I took to the comment sections of articles covering the trial to see what they had to say about how America viewed the racial dynamics of the trial. Yes, I know that scouring comment sections is not exactly sound empirical research but I also don’t believe that these comments reveal nothing either. Overall, I found the racial commentary on this case involving an alleged White victim and an alleged Black perpetrator to be extremely muted. One can certainly find racist comments about the violent nature of Black men or arguments that the Black defendant was railroaded by a racist criminal justice system but they are far less than I am used to observing with trials of such notoriety. It took the presence of a second alleged perpetrator that was White to provide a glimpse into what the national climate towards sexual violence committed by Black men might look like without all of the racial baggage.
The trial has just recently concluded and the alleged perpetrators were indeed convicted of raping an intoxicated sixteen-year-old. The emotion surrounding these findings reminds me that what was a case study to me was a profoundly life-altering event for all parties involved (including the alleged victim which some seemed to forget).

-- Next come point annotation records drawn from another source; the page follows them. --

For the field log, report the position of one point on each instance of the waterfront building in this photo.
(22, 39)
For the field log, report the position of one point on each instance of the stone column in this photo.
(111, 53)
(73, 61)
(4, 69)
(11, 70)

Deeply personal affairs unfortunately become discussion topics for outside commentators when these mega-trials grab the media’s attention, so I hope that America at least learns something from this rare conversation about sexual violence that was relatively free of race-based tensions. The biggest takeaway for me was just how much work there is to be done. Throughout the trial, the defendants and their friends came off to me as utterly (but genuinely) clueless about the definition of rape and about appropriate respect for the bodily integrity of others. The testimony released to the public suggests that these boys were steeped in a peer culture that normalized casual sexual access to women’s bodies and that possessed few moral cues in the absence of overt physical violence. I imagine that the lives of these boys featured little to no conversation about these things. No less than three teenagers are now working through life-changing events partially because the community around them didn’t have the strength or desire to have important conversations with a group of teenage boys. This is why we must continue to fight to have our voices heard.